Step 2: run scaled-dot-product attention per head

Each head gets its own slice of Q, K, V. Attention becomes a batched matmul:

def mha_forward(X, W_q, W_k, W_v, W_o, n_heads):
    Q = X @ W_q
    K = X @ W_k
    V = X @ W_v
    Qh = split_heads(Q, n_heads)         # (heads, n, d_head)
    Kh = split_heads(K, n_heads)
    Vh = split_heads(V, n_heads)
    scores = Qh @ Kh.transpose(0, 2, 1) / np.sqrt(Qh.shape[-1])
    weights = softmax(scores, axis=-1)
    out = weights @ Vh                    # (heads, n, d_head)
    concat = combine_heads(out)
    return concat @ W_o, weights

On real hardware Qh @ Kh.transpose(...) is one bmm. The GPU sees a single batched matmul of shape (heads, N, d_head) × (heads, d_head, N) -> (heads, N, N).

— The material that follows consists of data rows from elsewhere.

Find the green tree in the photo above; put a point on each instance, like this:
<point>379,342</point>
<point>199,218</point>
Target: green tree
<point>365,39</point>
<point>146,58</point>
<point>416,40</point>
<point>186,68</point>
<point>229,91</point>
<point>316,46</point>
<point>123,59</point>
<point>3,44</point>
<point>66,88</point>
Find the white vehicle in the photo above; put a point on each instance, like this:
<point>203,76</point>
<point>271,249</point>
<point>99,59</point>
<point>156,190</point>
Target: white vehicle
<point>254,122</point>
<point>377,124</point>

Adding heads is free.

Step 3: Grouped-Query Attention variant

Only the key and value projections change. Q gets n_heads groups; K and V get n_kv_heads < n_heads groups and are repeated to match:

def gqa_project(X, W, n_kv_heads, n_heads):
    kv = split_heads(X @ W, n_kv_heads)       # (kv_heads, n, d_head)
    repeat = n_heads // n_kv_heads
    return np.repeat(kv, repeat, axis=0)      # (n_heads, n, d_head)

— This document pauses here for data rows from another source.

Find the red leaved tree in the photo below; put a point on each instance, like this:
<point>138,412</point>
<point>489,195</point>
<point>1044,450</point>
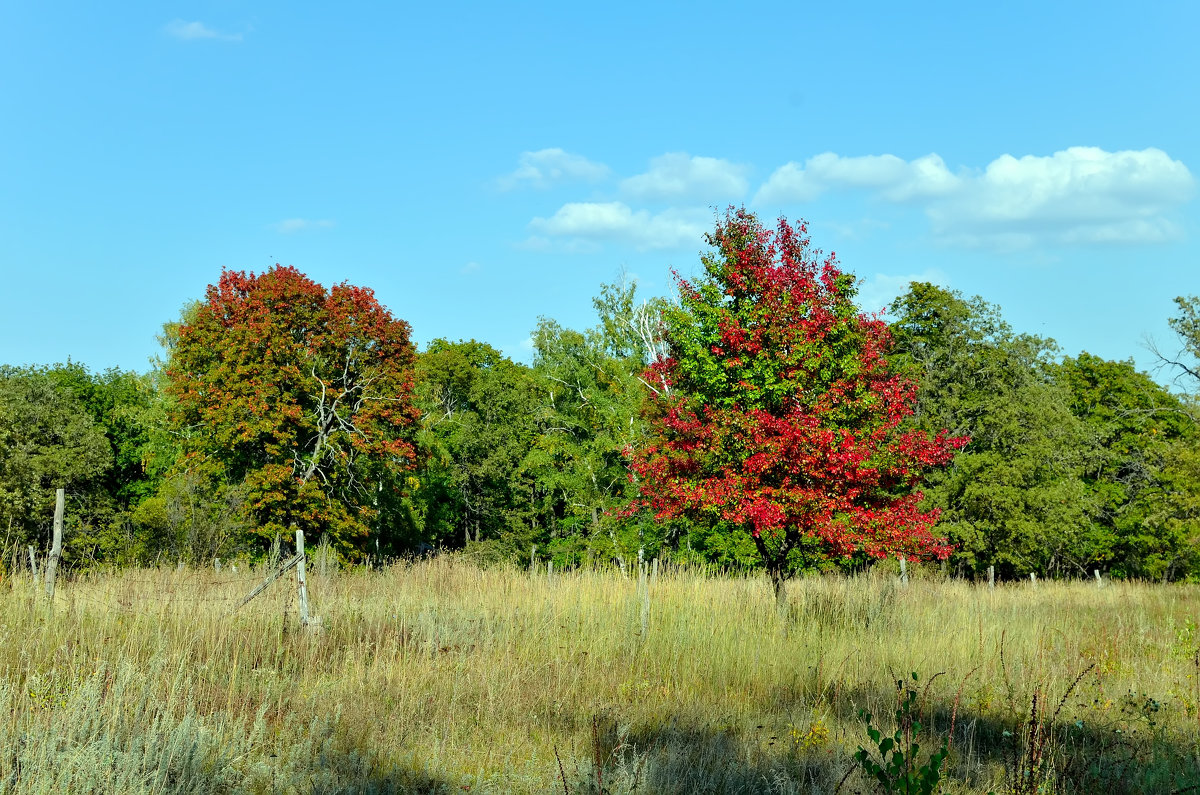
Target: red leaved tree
<point>783,416</point>
<point>300,394</point>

At inference this saves memory because only n_kv_heads copies live in the KV cache, not n_heads. Llama 3 70B uses 64 query heads with 8 KV heads — an 8× cache shrink.

Step 4: probe what each head learned

Run MHA on a short sentence with 4 heads. For each head, print the (N, N) attention matrix. You'll see different heads pick out different structure even with random initialization — that's partly signal, partly rotational symmetry in the subspaces.

Use It

In PyTorch, the one-line version:

import torch.nn as nn

mha = nn.MultiheadAttention(embed_dim=512, num_heads=8, batch_first=True)

GQA as of PyTorch 2.5+:

from torch.nn.functional import scaled_dot_product_attention

# scaled_dot_product_attention auto-dispatches Flash Attention on CUDA.
# For GQA, pass Q of shape (B, n_heads, N, d_head) and K,V of shape
# (B, n_kv_heads, N, d_head). PyTorch handles the repeat.
out = scaled_dot_product_attention(q, k, v, is_causal=True, enable_gqa=True)

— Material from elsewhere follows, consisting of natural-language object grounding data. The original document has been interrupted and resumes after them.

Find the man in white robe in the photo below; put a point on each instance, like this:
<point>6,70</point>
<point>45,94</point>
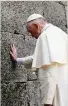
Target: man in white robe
<point>51,58</point>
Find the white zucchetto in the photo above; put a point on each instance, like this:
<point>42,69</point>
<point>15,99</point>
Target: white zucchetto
<point>34,16</point>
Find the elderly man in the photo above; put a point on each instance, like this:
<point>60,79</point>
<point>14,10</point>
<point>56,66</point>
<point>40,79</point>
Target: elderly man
<point>50,57</point>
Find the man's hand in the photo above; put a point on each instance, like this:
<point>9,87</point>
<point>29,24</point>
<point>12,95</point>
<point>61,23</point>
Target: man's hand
<point>13,53</point>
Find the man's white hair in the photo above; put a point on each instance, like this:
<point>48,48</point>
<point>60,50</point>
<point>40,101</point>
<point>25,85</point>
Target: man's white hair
<point>39,20</point>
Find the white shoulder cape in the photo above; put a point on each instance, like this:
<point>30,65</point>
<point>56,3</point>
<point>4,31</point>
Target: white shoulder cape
<point>51,47</point>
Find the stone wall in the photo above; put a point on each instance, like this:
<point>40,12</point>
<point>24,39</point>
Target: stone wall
<point>20,87</point>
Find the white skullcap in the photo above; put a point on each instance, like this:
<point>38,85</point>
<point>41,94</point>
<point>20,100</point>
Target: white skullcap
<point>33,17</point>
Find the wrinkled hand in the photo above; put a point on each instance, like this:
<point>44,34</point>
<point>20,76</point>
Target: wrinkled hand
<point>13,53</point>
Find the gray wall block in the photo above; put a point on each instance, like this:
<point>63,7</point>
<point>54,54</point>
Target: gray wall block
<point>20,87</point>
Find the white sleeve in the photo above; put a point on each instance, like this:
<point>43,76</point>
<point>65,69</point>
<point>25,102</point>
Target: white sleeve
<point>25,59</point>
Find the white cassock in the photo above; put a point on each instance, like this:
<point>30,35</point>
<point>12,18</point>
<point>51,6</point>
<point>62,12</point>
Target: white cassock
<point>51,51</point>
<point>51,58</point>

How many heads? Rules of thumb from production models in 2026:

Model size	d_model	n_heads	d_head
Small (~125M)	768	12	64
Base (~350M)	1024	16	64
Large (~1B)	2048	16	128
Frontier (~70B)	8192	64	128

d_head almost always lands at 64 or 128. It is the unit of how much one head can "see." Drop below 32 and heads start fighting the scaling factor sqrt(d_head); go above 256 and you lose the "many small specialists" benefit.

Ship It

See outputs/skill-mha-configurator.md. The skill recommends head count, kv-head count, and projection strategy for a new transformer given parameter budget, sequence length, and deployment target.

Exercises

Easy. Take the MHA from code/main.py and change n_heads from 1 to 16 with d_model=64 fixed. Plot the loss of a tiny one-layer model on a synthetic copy task. Do more heads help, plateau, or hurt?
Medium. Implement MQA (one KV head shared across all query heads). Measure how much parameter count drops vs full MHA. Compute how much the KV-cache size shrinks at inference for N=2048.
Hard. Implement a tiny version of Multi-head Latent Attention: compress K,V to a rank-r latent, store the latent in the KV cache, decompress at attention time. At what r does cache memory cross below 1/8 of full MHA while quality stays within 1 bit of validation ppl?

Key Terms

Term	What people say	What it actually means
Head	"A single attention circuit"	One Q/K/V projection of dimension `d_head = d_model / n_heads` with its own attention matrix.
d_head	"Head dimension"	Per-head hidden width; almost always 64 or 128 in production.
Split / combine	"Reshape tricks"	`(N, d_model) ↔ (n_heads, N, d_head)` reshape+transpose around attention.
W_o	"Output projection"	`(d_model, d_model)` matrix applied after concatenating heads; where heads mix.
MQA	"One KV head"	Multi-Query Attention: single shared K/V projection. Smallest KV cache, some quality loss.
GQA	"The default since Llama 2"	Grouped-Query Attention with `n_kv_heads < n_heads`; repeats to match Q.
MLA	"DeepSeek's trick"	Multi-head Latent Attention: K,V compressed to low-rank latent, decompressed at attend time.
Induction head	"The circuit behind in-context learning"	A pair of heads that detect previous occurrences and copy what followed them.